Opera konusunu –bazı değişikliklerle- İranlı şair Firdevsi’nin Şehname’sindeki Feridun efsanesinden alır. Operanın librettosunu Münir Hayri Bey (Egeli) yazacak, Ahmet Adnan Bey (Saygun) besteleyecektir. Solist, koro ve orkestra yoktur, vakit dardır. Ankara’daki müzisyenler toplanır, İstanbul Konservatuarından Nimet Vahit Hanım ve orkestra getirilir, Ankara Beden Eğitimi Yüksek Okulu öğrencilerinden bale ekibi oluşturulur. Üç perde on iki tablodan oluşan Özsoy Operası, 19 Haziran 1934’te Şah Pehlevi’nin ve Mustafa Kemal’in huzurunda Ankara Halkevi’nde (Türk Ocağı Salonu) sergilenir ve dakikalarca ayakta alkışlanır.

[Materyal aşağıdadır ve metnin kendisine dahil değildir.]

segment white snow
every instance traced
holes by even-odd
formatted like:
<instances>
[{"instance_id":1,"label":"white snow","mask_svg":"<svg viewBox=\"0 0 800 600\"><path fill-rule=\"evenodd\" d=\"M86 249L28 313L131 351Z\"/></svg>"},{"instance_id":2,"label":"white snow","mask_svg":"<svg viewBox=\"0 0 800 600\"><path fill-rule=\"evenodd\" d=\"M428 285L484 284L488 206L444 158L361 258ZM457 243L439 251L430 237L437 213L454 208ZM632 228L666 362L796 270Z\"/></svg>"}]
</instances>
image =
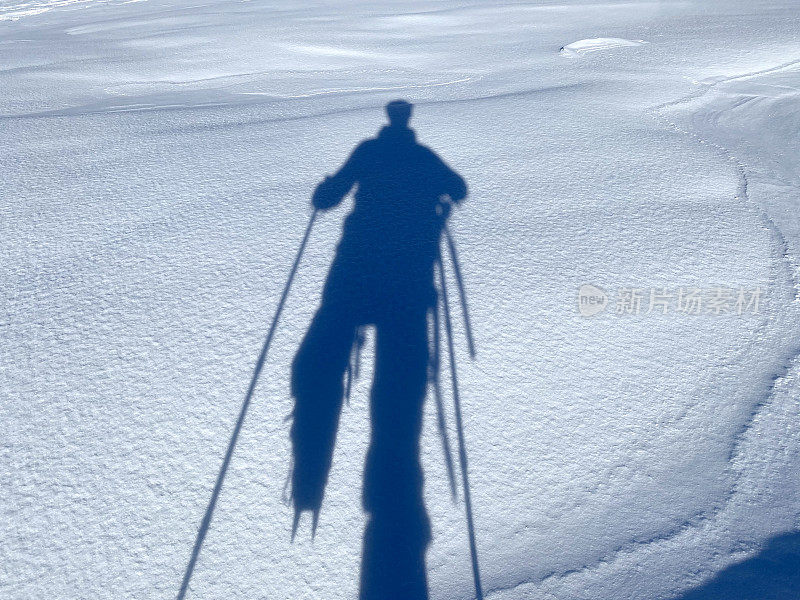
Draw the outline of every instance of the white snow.
<instances>
[{"instance_id":1,"label":"white snow","mask_svg":"<svg viewBox=\"0 0 800 600\"><path fill-rule=\"evenodd\" d=\"M800 527L798 8L0 3L0 598L175 597L310 192L396 97L470 186L487 598L666 600ZM369 372L313 542L283 501L289 365L346 210L312 233L189 598L356 596ZM609 296L588 318L584 284ZM760 310L615 312L681 286ZM431 597L467 599L437 436L429 402Z\"/></svg>"},{"instance_id":2,"label":"white snow","mask_svg":"<svg viewBox=\"0 0 800 600\"><path fill-rule=\"evenodd\" d=\"M567 44L561 48L560 53L562 56L582 56L598 50L641 46L646 43L644 40L624 40L622 38L590 38Z\"/></svg>"},{"instance_id":3,"label":"white snow","mask_svg":"<svg viewBox=\"0 0 800 600\"><path fill-rule=\"evenodd\" d=\"M53 10L54 8L80 7L80 5L109 0L0 0L0 21L17 21L23 17L32 17ZM143 0L127 0L142 2ZM127 3L123 2L123 4Z\"/></svg>"}]
</instances>

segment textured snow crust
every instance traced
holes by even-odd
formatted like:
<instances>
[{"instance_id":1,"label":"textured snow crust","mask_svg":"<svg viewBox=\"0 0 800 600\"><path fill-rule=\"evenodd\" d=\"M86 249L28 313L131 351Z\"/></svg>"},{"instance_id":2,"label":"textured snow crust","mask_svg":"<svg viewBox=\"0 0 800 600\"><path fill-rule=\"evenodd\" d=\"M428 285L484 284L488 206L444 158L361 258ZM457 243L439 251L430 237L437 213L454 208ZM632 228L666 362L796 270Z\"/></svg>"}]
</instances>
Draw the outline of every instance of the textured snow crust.
<instances>
[{"instance_id":1,"label":"textured snow crust","mask_svg":"<svg viewBox=\"0 0 800 600\"><path fill-rule=\"evenodd\" d=\"M51 4L0 26L0 598L175 597L310 191L395 97L470 186L487 597L674 598L800 526L797 2ZM356 597L369 368L313 541L284 501L289 365L346 211L312 234L190 598ZM585 283L762 303L586 318ZM432 403L422 452L431 597L471 598Z\"/></svg>"}]
</instances>

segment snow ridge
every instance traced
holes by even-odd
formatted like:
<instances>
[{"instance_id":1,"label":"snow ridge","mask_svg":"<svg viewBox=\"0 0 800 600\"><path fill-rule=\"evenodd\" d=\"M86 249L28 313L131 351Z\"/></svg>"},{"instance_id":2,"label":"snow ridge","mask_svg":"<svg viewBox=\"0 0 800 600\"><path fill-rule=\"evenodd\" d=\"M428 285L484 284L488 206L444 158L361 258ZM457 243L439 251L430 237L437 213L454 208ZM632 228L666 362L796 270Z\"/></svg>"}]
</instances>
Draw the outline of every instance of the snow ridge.
<instances>
[{"instance_id":1,"label":"snow ridge","mask_svg":"<svg viewBox=\"0 0 800 600\"><path fill-rule=\"evenodd\" d=\"M758 70L749 72L743 75L736 75L732 77L720 78L712 81L707 81L705 83L706 87L704 89L698 90L689 96L685 96L679 98L677 100L673 100L670 102L666 102L664 104L658 105L655 107L653 111L653 115L661 120L663 123L667 125L673 131L676 131L682 135L689 136L696 140L699 144L707 145L714 148L720 154L722 154L726 160L733 163L739 177L739 189L736 194L736 199L739 201L746 203L749 208L754 210L758 215L761 221L764 223L764 227L769 230L771 237L773 238L773 250L774 250L774 257L775 260L771 265L771 269L773 271L772 279L775 282L775 286L780 286L780 280L783 281L784 285L788 285L791 289L794 290L793 298L791 298L790 302L790 311L791 314L783 315L783 320L789 320L793 330L800 334L800 262L798 262L797 257L795 257L791 250L786 239L786 236L783 234L781 229L775 223L775 221L770 217L766 209L755 201L750 193L749 193L749 179L748 179L748 170L745 164L739 160L733 151L725 146L709 139L706 137L701 136L698 132L692 131L685 127L682 127L678 122L671 120L668 117L668 112L678 106L687 104L693 100L696 100L699 97L704 96L709 92L709 90L714 87L715 85L727 81L735 81L735 80L744 80L752 77L756 77L763 74L770 74L785 70L787 68L791 68L795 65L800 63L800 60L793 60L787 63L781 64L777 67L771 67L768 69ZM800 189L798 189L800 192ZM774 329L775 325L771 324L768 319L764 319L761 323L761 328L764 330L764 338L767 338L766 330L767 329ZM775 335L775 333L773 333ZM789 336L793 339L800 338L800 335L792 335ZM742 349L739 351L738 354L746 353L748 348ZM734 361L731 361L731 364ZM729 469L739 471L741 474L741 469L736 468L736 461L740 458L741 452L741 445L745 440L748 432L752 429L756 421L758 420L759 416L763 414L765 410L772 404L774 396L780 393L786 393L786 386L793 386L795 389L794 394L800 395L800 344L794 343L790 344L779 365L777 365L772 372L766 375L765 380L765 388L762 395L757 397L751 407L749 414L744 418L741 428L738 432L735 433L733 440L731 442L731 448L728 455L728 462L729 462ZM733 481L731 488L728 490L725 497L714 507L710 510L705 511L703 513L699 513L694 515L693 518L687 519L684 523L680 524L679 526L673 528L670 531L666 531L660 535L653 536L647 539L641 540L631 540L625 544L621 544L617 548L608 552L605 556L599 558L596 561L591 563L587 563L581 567L573 568L561 572L552 571L548 574L545 574L543 577L537 577L535 579L521 579L515 583L506 586L495 586L491 589L487 589L487 597L498 597L504 595L506 592L513 592L514 590L525 588L526 586L536 586L537 588L542 584L546 584L552 580L565 580L570 577L574 577L581 573L585 573L592 570L600 569L605 565L610 565L615 560L623 557L623 556L630 556L635 554L636 552L642 550L643 548L649 548L653 545L659 545L665 542L673 541L681 536L687 535L695 530L702 529L710 524L712 524L725 510L725 508L732 502L734 497L736 496L737 492L739 491L740 482L739 477L736 477Z\"/></svg>"}]
</instances>

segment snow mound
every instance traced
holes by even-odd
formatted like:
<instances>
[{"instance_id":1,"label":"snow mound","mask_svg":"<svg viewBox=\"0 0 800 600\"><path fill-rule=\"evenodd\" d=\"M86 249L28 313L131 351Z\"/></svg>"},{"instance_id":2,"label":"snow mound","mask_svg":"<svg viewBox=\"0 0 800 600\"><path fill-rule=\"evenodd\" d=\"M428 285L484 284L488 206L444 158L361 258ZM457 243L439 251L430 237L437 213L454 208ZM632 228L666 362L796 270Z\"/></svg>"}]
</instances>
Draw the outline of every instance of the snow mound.
<instances>
[{"instance_id":1,"label":"snow mound","mask_svg":"<svg viewBox=\"0 0 800 600\"><path fill-rule=\"evenodd\" d=\"M627 46L643 46L646 43L647 42L644 40L626 40L623 38L588 38L562 46L561 50L559 50L559 54L561 56L576 57L598 50L609 50L611 48L623 48Z\"/></svg>"}]
</instances>

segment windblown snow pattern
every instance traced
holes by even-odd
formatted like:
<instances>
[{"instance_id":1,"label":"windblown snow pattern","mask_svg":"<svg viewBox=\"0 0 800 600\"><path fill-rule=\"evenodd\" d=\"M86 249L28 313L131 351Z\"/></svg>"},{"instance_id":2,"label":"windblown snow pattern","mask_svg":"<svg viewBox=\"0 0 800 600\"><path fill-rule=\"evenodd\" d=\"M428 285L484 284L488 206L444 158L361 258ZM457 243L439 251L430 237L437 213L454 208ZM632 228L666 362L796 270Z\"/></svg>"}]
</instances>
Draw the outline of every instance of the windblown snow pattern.
<instances>
[{"instance_id":1,"label":"windblown snow pattern","mask_svg":"<svg viewBox=\"0 0 800 600\"><path fill-rule=\"evenodd\" d=\"M176 596L311 191L394 98L470 188L486 598L672 599L796 531L798 32L796 0L0 0L0 598ZM357 595L371 337L313 541L284 487L347 210L312 233L187 598ZM681 286L759 309L647 310ZM438 435L428 402L430 593L466 600Z\"/></svg>"}]
</instances>

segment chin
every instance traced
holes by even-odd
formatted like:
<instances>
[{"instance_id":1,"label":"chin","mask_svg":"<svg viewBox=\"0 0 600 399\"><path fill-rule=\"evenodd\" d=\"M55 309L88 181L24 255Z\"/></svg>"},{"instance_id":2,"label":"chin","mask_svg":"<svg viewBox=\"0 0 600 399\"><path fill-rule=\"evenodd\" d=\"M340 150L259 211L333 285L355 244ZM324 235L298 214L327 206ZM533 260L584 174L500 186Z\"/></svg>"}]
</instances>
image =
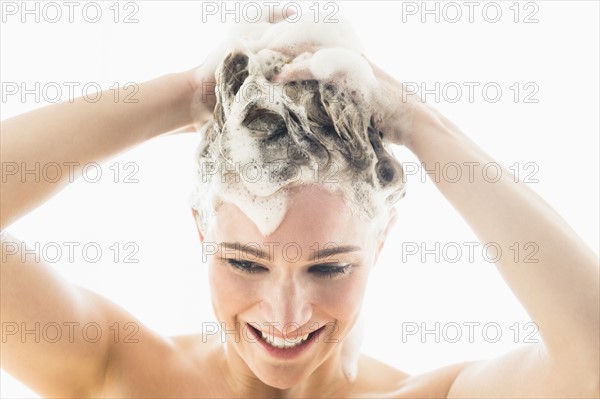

Yukarıda ilk milli opera olan Özsoy Operasına dair verdiğimiz -kısa ve özet- bilgi, Onur Ural’ın yazdığı “Deha Atatürk” kitabından. Ural, her yaştan okura Mustafa Kemal Atatürk’ün az bilinen, bahsedilmeyen, şaşırtıcı ve inceliklerle dolu on öyküsünü aktarıyor.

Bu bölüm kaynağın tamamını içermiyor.